For such popular data, companies can provide on-demand services, which means that they are paid to provide the data to customers. One example Darrow gave was when a particular video went viral. A CDN could cache copies of this video around the world and provide the ability to make it available to viewers.
These additional copies would not count towards the copies the customer paid to keep Filecoin safe, but they could be used in an on-demand market.
In many, if not most, cases, Darrow said, the storage providers will also provide the retrieval services, but there are likely cases when it makes sense for CDN-like entities to intervene on certain files.
6. Everything in the Filecoin system has upfront costs.
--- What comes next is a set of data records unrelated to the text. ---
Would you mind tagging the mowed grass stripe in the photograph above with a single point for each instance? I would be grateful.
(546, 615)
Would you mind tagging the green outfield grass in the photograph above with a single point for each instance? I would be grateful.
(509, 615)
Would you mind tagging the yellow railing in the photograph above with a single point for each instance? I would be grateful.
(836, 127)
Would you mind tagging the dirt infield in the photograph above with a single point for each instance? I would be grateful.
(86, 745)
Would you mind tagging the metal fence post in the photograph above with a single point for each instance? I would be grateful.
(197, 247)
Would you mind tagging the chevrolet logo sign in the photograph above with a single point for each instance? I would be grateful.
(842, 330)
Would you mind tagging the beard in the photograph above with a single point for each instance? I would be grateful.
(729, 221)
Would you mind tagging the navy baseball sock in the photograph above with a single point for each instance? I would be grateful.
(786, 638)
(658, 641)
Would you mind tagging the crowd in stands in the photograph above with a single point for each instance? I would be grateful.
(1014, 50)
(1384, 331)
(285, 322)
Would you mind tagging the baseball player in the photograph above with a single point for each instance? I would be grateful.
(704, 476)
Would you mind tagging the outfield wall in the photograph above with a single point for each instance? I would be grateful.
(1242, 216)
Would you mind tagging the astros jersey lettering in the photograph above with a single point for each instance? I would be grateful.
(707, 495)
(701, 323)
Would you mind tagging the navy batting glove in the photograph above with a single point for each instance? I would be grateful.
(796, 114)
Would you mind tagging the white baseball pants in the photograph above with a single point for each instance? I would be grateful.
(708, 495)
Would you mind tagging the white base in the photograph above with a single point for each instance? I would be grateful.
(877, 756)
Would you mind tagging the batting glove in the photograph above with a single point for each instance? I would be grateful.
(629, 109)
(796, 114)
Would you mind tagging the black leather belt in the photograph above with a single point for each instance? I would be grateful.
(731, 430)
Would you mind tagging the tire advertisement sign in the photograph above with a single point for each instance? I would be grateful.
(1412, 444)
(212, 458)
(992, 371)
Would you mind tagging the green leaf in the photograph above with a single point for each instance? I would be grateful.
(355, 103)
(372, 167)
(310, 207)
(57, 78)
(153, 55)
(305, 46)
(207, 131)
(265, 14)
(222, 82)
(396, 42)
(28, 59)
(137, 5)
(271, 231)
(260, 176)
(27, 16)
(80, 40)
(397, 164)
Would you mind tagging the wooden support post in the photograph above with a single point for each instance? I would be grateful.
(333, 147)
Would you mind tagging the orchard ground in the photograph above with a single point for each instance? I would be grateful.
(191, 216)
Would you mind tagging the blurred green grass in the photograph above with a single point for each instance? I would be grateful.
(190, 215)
Customers pay for storage in FIL, which is volatile. The Filecoin system requires storage customers to pre-set their payments over the life of a business. However, miners are only paid for fulfilling their obligation. The document “Economy” highlights the advantages of this arrangement:
“In addition to the security commitments from both parties, there is also a contract payment from the customer to the miner. This payment is initially blocked by the customer when the business is added to the blockchain. As a result, the customer’s risk of Filecoin price volatility ends the moment they enter into a storage contract. Payment is released to the miner as a fraction of the total deal fee per payment period. “
On the flip side, many storage clients may be used to paying on the go instead of paying a flat fee at the start. Darrow said the compromise here is that they only pay for what they need.
As money becomes more complex on the internet, this will likely also offer third parties the ability to fund upfront payments for companies that want to use Filecoin but pay at flexible regular intervals.
7. Filecoin treats each data block as something special.
One of the most important facets of Filecoin is that it relies on a concept called content addressing.
Most of the addresses on the internet depend on the locations. Go to a url and see what you want there. As the Internet ages, more and more of these links are dead. Labeled “Link Rot”, there is growing pressure among bloggers to link to archives rather than the original sources.
However, Filecoin references the content and not the location. This means that it may be found in any number of places.
Filecoin goes one step further and cryptographically proves the uniqueness of each copy. If a customer wanted to know that there are 101 copies of files around the world, they can use proofs to verify that each copy is unique and that it is well distributed around the world.
This is Filecoin’s $ 257 million bet: Storage customers will have significantly more differentiated demands on storage providers as the Internet becomes far more important than it already is.
Update (September 15, 13:47 UTC): In the second section, clarifying information about the intent of Filecoin’s incentive structure has been added.